Avenida de la Paz, 38 (Valdelagrana)
Calle Ganado, 46
Heladería da Massimo: Another Italian owned business that has been successful in El Puerto is Heladería da Massimo, a fantastic ice cream shop in the city center. If you go, make sure to try the helado de tejas, a true treat that you’ll only find in El Puerto.
Calle Luna, 22
Bodegas Guiterrez Colosia: If you are looking to learn about sherry wine and sample some of the best from the region, try making an appointment to visit Bodegas Guiterrez Colosia. They hold tours in English, Spanish and German and their guides are dynamic and captivating when explaining the complicated process!
Avenida de la Bajamar, 40
Aponiente: Certainly the city’s most famous restaurant, Aponiente is the brainchild and passion project of El Puerto born chef, Ángel León. Here you’ll find cutting edge techniques and recipes for local seafood as León specializes in using unwanted fish species and marine plankton. Star dishes include “fake” oxtail (made with fish instead) and “Iberian sausage” made completely with local fish from El Puerto. The restaurant received its first Michelin star in 2010.
Calle Puerto Escondido, 6
Know before you go
- Sherry is the English word for Jerez, another city in the sherry triangle located about 20 minutes from El Puerto. Sherry wines range from some of the driest in the world to some of the sweetest in the world, and El Puerto is best known for their dry finos.
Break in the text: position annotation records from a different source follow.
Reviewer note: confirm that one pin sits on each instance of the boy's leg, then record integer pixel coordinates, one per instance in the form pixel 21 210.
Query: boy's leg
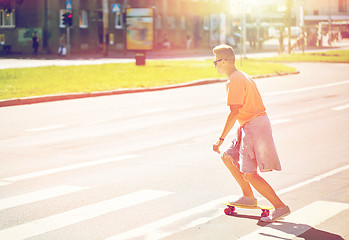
pixel 239 177
pixel 264 189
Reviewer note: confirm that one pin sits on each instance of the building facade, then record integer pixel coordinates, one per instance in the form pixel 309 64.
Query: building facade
pixel 204 21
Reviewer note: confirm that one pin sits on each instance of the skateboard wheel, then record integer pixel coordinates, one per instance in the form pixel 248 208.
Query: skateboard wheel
pixel 229 210
pixel 265 213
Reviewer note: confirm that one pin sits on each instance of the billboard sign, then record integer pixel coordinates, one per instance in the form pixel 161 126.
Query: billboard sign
pixel 139 29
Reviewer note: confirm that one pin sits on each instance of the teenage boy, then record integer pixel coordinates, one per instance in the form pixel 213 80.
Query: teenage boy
pixel 255 146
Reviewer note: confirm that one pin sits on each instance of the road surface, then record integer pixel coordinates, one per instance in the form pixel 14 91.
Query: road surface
pixel 141 166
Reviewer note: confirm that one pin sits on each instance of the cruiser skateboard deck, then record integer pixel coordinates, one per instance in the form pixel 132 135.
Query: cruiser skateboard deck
pixel 231 209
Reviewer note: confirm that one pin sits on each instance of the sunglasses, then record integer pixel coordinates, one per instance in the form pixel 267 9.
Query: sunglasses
pixel 215 62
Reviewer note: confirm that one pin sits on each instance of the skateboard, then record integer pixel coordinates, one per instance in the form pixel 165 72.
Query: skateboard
pixel 231 209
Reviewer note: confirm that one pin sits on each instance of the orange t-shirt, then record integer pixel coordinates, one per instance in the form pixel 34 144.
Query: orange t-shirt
pixel 242 90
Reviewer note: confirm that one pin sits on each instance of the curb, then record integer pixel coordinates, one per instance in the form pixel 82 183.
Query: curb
pixel 71 96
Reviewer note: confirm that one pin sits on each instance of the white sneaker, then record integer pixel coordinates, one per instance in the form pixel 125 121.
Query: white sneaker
pixel 277 214
pixel 245 201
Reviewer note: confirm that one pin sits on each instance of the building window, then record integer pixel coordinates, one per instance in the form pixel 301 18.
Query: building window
pixel 342 5
pixel 182 22
pixel 118 20
pixel 171 23
pixel 158 22
pixel 83 19
pixel 206 24
pixel 61 13
pixel 7 18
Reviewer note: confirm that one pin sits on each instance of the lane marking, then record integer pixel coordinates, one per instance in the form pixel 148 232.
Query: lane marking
pixel 339 108
pixel 298 222
pixel 77 215
pixel 314 179
pixel 38 196
pixel 45 128
pixel 278 121
pixel 154 110
pixel 67 168
pixel 192 217
pixel 306 89
pixel 158 229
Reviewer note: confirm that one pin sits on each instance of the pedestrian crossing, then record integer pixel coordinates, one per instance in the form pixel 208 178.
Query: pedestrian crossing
pixel 293 225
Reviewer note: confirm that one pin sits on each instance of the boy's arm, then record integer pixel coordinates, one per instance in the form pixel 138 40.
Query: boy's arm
pixel 229 123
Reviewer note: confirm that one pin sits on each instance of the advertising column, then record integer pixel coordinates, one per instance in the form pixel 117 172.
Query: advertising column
pixel 139 32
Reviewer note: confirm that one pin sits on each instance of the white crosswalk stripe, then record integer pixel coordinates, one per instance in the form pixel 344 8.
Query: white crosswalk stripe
pixel 64 219
pixel 293 225
pixel 298 222
pixel 38 196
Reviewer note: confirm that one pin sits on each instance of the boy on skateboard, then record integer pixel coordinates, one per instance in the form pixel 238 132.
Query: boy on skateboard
pixel 255 145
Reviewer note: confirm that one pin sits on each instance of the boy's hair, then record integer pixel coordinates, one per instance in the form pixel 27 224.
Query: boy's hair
pixel 224 51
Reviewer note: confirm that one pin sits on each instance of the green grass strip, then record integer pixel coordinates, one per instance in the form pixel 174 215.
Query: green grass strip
pixel 335 56
pixel 26 82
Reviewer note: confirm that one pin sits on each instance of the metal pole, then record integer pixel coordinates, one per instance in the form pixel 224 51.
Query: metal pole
pixel 244 29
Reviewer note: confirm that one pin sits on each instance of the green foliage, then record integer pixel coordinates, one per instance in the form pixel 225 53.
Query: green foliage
pixel 26 82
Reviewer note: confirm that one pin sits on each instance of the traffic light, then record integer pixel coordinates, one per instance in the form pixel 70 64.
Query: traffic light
pixel 67 19
pixel 70 19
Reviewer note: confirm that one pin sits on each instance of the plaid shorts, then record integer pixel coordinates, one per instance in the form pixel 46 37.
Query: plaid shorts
pixel 254 147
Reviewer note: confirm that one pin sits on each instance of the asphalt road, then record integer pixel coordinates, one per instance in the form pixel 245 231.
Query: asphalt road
pixel 141 166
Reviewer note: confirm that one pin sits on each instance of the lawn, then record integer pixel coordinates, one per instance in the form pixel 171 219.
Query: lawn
pixel 338 56
pixel 26 82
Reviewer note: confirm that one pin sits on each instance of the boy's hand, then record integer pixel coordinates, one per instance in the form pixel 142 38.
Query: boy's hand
pixel 217 145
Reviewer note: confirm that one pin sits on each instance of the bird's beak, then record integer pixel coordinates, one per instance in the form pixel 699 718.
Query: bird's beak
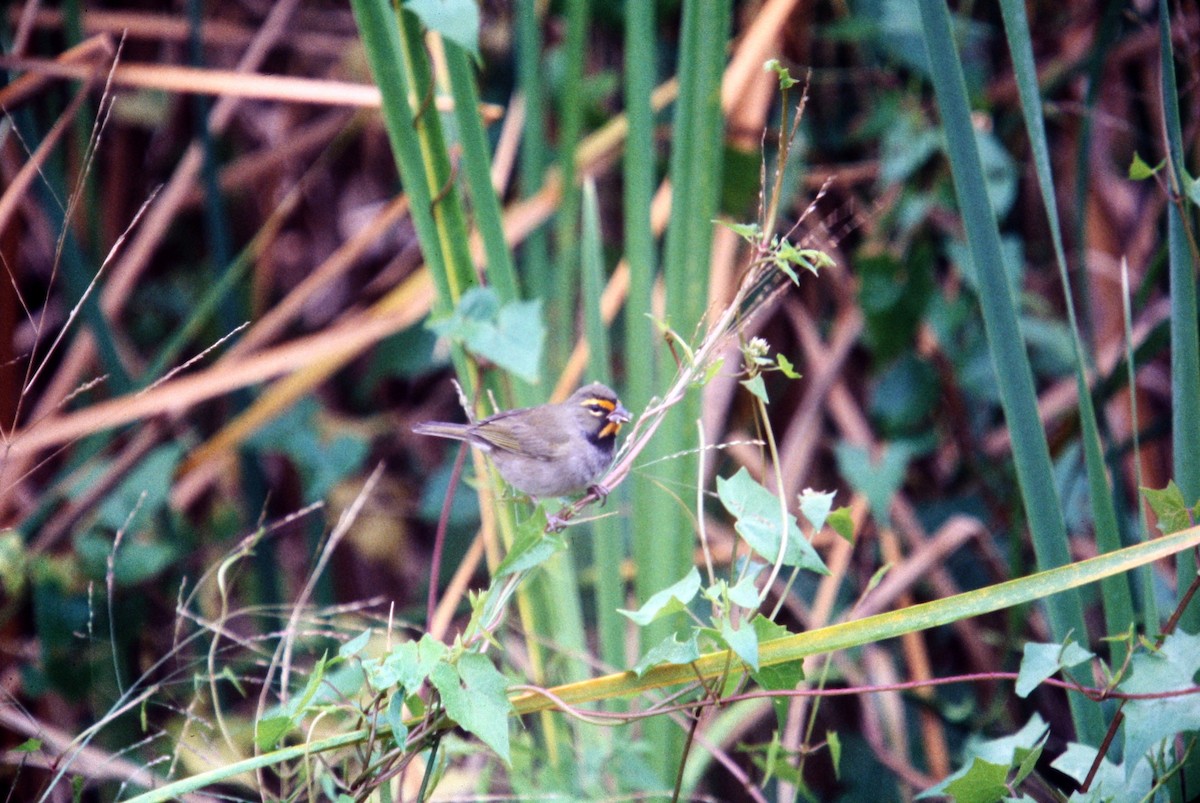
pixel 616 418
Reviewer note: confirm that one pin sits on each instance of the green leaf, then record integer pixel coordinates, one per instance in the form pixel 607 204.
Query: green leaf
pixel 759 520
pixel 744 593
pixel 880 480
pixel 748 232
pixel 983 783
pixel 270 730
pixel 1170 509
pixel 785 77
pixel 755 384
pixel 355 645
pixel 475 696
pixel 834 743
pixel 670 651
pixel 511 336
pixel 1171 669
pixel 395 718
pixel 816 505
pixel 407 665
pixel 778 677
pixel 743 641
pixel 670 600
pixel 1140 171
pixel 1113 781
pixel 843 523
pixel 151 477
pixel 987 761
pixel 1041 661
pixel 786 367
pixel 455 19
pixel 877 577
pixel 532 547
pixel 1027 761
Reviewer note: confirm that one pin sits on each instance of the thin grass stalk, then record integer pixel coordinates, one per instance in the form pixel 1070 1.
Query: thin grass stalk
pixel 534 159
pixel 477 161
pixel 639 177
pixel 641 339
pixel 1150 616
pixel 1014 376
pixel 1119 612
pixel 401 67
pixel 663 540
pixel 565 288
pixel 1105 39
pixel 609 547
pixel 1185 335
pixel 1182 258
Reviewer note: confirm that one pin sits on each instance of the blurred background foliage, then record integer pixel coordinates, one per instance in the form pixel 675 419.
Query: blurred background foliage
pixel 216 313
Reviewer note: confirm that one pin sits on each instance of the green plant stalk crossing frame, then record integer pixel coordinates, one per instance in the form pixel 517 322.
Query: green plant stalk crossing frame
pixel 1014 376
pixel 779 651
pixel 1119 611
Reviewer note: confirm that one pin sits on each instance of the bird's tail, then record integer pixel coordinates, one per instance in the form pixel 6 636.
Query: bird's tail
pixel 442 430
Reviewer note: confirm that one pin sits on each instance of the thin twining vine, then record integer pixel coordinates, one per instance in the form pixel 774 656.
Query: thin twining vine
pixel 1096 694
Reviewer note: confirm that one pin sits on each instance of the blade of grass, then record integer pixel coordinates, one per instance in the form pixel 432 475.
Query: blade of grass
pixel 664 540
pixel 562 304
pixel 771 653
pixel 1014 375
pixel 1116 593
pixel 609 535
pixel 534 153
pixel 1185 335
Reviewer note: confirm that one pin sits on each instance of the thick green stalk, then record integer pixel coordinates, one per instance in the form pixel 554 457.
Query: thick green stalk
pixel 1119 613
pixel 1009 359
pixel 664 541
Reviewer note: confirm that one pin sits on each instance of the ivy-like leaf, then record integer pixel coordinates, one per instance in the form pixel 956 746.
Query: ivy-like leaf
pixel 755 384
pixel 672 599
pixel 531 547
pixel 879 480
pixel 1041 661
pixel 843 523
pixel 511 336
pixel 1170 508
pixel 987 761
pixel 1171 669
pixel 982 783
pixel 475 695
pixel 757 520
pixel 1113 781
pixel 777 677
pixel 669 651
pixel 816 505
pixel 407 665
pixel 743 641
- Breakfast is eaten quite late by many locals, with some breakfast places serving desayunos until 12:00 or 1:00! This pushes lunch up to 3:00 or 3:30 and dinner around 10:00 to 10:30.
- Unfortunately (and for reasons I’ll never be able to understand) many restrooms do not have toilet paper or soap. Come prepared with tissues and hand sanitizer for peace of mind.
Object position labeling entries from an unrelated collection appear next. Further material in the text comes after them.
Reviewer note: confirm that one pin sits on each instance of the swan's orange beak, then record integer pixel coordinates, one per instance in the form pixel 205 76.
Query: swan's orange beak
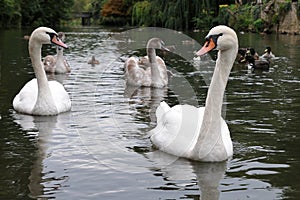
pixel 207 47
pixel 58 42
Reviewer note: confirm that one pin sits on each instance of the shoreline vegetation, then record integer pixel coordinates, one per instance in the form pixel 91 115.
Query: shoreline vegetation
pixel 259 16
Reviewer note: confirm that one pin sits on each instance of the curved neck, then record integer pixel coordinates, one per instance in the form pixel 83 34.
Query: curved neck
pixel 44 98
pixel 60 65
pixel 214 99
pixel 155 76
pixel 210 131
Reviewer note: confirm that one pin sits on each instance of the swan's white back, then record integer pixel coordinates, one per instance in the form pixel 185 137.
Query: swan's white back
pixel 40 96
pixel 201 133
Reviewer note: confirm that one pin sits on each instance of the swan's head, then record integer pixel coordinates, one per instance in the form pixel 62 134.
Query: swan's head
pixel 156 43
pixel 44 35
pixel 220 38
pixel 268 50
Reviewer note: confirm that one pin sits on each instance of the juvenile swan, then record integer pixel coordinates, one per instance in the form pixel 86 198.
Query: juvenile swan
pixel 154 71
pixel 40 96
pixel 201 133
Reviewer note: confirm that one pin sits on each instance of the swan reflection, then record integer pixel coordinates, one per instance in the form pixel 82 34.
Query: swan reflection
pixel 42 127
pixel 208 174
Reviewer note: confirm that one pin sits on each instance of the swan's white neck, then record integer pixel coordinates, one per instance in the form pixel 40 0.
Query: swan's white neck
pixel 44 98
pixel 210 130
pixel 60 65
pixel 214 99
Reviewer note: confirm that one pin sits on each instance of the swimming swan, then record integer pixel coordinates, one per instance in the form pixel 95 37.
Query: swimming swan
pixel 201 133
pixel 40 96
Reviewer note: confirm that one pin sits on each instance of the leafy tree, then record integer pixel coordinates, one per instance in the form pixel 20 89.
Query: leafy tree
pixel 45 12
pixel 10 13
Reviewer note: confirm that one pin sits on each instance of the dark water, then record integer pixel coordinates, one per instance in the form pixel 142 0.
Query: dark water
pixel 100 150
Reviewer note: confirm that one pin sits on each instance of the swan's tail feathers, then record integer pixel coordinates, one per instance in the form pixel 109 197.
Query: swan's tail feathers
pixel 161 110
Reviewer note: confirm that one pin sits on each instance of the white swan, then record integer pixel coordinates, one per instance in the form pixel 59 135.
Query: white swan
pixel 57 63
pixel 153 73
pixel 201 133
pixel 40 96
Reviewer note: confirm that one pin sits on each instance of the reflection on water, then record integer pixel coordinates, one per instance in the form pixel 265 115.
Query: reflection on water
pixel 101 150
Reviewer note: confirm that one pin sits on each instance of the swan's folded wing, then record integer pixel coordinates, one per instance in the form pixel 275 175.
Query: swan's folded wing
pixel 161 110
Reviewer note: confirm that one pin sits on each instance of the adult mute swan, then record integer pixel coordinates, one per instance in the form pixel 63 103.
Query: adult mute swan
pixel 57 63
pixel 153 73
pixel 40 96
pixel 201 133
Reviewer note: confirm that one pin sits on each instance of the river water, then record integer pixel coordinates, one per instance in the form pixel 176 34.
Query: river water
pixel 101 150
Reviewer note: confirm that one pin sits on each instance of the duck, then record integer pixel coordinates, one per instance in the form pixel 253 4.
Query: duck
pixel 57 63
pixel 93 61
pixel 200 133
pixel 257 64
pixel 40 96
pixel 243 52
pixel 268 54
pixel 148 71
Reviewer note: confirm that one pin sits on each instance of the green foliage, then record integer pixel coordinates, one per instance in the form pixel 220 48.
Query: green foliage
pixel 140 13
pixel 10 14
pixel 258 25
pixel 34 12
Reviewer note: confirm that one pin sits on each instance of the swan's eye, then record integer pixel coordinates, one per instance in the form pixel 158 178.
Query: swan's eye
pixel 214 38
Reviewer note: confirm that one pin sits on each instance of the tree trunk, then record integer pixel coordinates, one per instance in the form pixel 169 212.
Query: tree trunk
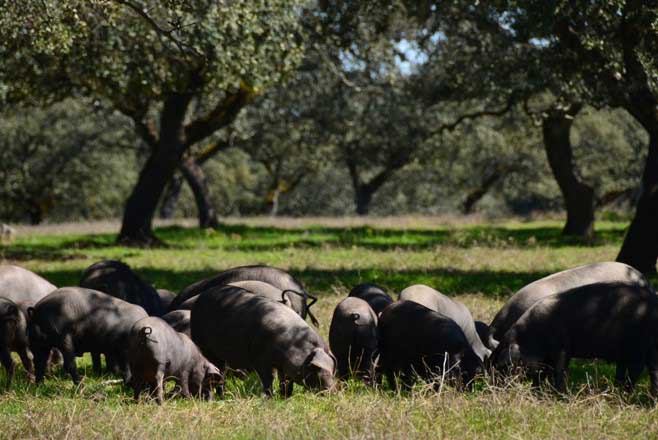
pixel 137 226
pixel 640 247
pixel 168 206
pixel 198 183
pixel 35 213
pixel 362 199
pixel 578 196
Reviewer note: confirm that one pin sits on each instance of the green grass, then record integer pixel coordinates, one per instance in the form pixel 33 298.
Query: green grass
pixel 480 265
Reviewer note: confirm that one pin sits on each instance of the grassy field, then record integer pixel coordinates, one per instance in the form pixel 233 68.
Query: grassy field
pixel 478 264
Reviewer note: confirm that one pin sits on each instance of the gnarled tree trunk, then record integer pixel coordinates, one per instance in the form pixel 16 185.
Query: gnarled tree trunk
pixel 170 198
pixel 155 174
pixel 198 183
pixel 578 196
pixel 362 198
pixel 640 247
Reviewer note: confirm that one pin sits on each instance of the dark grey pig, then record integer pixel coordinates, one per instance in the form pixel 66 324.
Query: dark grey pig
pixel 353 338
pixel 271 275
pixel 118 280
pixel 454 310
pixel 77 320
pixel 483 330
pixel 157 353
pixel 22 286
pixel 185 305
pixel 613 322
pixel 414 341
pixel 249 332
pixel 267 290
pixel 257 287
pixel 179 320
pixel 166 297
pixel 23 289
pixel 374 295
pixel 13 337
pixel 521 301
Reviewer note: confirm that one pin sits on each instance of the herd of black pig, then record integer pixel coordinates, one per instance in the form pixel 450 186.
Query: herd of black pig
pixel 253 318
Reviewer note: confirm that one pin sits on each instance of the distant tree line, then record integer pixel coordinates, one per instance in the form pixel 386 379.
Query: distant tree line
pixel 136 109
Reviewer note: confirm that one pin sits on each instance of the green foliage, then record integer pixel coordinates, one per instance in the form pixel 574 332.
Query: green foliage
pixel 131 53
pixel 49 163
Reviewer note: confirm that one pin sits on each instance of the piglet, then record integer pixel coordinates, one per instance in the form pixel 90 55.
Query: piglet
pixel 156 353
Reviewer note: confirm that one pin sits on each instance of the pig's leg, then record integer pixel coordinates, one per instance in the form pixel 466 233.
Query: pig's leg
pixel 390 378
pixel 40 363
pixel 96 363
pixel 266 377
pixel 219 388
pixel 652 366
pixel 8 363
pixel 26 359
pixel 124 367
pixel 185 385
pixel 70 366
pixel 285 386
pixel 159 380
pixel 137 389
pixel 560 371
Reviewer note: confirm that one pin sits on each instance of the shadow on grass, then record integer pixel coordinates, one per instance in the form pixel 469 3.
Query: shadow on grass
pixel 264 238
- Instead of having dessert right after lunch, do as the locals do and wait a few hours until the afternoon merienda. From around 5:30 to 7:30 you’ll see locals having a drink and a bite to eat in local cafés and pastry shops.
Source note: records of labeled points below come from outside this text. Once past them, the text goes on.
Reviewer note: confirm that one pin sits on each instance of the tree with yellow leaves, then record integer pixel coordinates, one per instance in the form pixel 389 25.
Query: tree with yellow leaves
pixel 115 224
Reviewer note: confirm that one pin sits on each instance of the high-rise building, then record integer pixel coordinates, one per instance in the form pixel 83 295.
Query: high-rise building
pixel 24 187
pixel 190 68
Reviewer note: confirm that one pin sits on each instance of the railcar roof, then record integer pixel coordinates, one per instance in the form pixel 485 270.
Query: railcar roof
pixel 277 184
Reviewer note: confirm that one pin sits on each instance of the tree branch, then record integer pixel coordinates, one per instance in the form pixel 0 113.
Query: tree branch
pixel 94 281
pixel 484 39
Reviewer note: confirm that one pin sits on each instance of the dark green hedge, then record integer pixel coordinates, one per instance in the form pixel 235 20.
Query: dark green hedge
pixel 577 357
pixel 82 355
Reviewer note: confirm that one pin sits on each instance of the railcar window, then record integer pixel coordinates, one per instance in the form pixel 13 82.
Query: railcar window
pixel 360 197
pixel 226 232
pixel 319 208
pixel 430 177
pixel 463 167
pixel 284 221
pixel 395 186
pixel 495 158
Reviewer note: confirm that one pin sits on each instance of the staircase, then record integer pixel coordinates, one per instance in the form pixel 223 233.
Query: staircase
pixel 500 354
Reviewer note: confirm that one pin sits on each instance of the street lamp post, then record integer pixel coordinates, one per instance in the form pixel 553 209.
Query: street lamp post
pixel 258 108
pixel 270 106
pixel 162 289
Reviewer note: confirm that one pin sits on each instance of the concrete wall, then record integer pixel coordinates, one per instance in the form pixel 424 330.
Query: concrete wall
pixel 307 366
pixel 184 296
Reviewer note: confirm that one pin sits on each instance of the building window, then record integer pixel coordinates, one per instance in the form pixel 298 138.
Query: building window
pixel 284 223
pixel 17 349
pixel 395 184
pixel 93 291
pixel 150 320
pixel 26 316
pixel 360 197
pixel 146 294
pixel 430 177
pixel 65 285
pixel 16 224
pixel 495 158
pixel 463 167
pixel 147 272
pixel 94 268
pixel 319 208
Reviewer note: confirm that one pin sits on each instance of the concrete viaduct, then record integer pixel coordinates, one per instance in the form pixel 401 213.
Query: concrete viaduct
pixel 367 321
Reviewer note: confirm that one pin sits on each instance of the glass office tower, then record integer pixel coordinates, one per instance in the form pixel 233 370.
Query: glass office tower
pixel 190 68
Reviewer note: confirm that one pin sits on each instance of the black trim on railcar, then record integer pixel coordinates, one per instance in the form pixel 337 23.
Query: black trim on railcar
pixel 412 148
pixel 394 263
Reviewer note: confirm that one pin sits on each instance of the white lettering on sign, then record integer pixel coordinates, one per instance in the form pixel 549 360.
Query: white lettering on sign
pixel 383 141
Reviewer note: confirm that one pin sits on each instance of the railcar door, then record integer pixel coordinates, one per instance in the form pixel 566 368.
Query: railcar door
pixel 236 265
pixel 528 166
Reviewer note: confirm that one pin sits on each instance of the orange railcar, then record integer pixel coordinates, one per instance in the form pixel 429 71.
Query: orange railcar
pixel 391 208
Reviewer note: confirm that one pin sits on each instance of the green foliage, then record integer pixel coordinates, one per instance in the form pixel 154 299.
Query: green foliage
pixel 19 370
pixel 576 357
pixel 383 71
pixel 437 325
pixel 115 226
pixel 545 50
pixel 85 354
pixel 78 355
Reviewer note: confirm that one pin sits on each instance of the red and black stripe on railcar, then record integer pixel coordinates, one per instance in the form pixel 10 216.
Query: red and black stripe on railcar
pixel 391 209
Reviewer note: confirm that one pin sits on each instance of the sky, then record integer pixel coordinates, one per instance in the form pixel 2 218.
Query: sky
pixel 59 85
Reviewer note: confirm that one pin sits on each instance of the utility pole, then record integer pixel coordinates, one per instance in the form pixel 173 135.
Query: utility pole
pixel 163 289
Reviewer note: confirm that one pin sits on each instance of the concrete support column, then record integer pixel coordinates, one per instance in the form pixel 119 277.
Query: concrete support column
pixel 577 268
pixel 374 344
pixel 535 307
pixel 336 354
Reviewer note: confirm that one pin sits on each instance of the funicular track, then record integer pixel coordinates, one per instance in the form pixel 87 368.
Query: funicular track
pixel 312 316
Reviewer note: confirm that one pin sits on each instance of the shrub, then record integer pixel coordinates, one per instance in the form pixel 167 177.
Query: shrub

El Puerto de Santa María is one of those places that can seem a bit rough around the edges at first glance (many of the city’s most beautiful buildings have not been kept up) but is a truly beautiful and timeless place to visit that isn’t very touristy at all. Even so, there are some awesome local hotels, some with impressive views of the marina, that make it definitely worth staying a night or two! I recommend discovering El Puerto slowly, by leisurely walking around and stopping for a fino and a tapa whenever you have the urge.
If you have more tips for eating in El Puerto de Santa María, please leave them in the comments!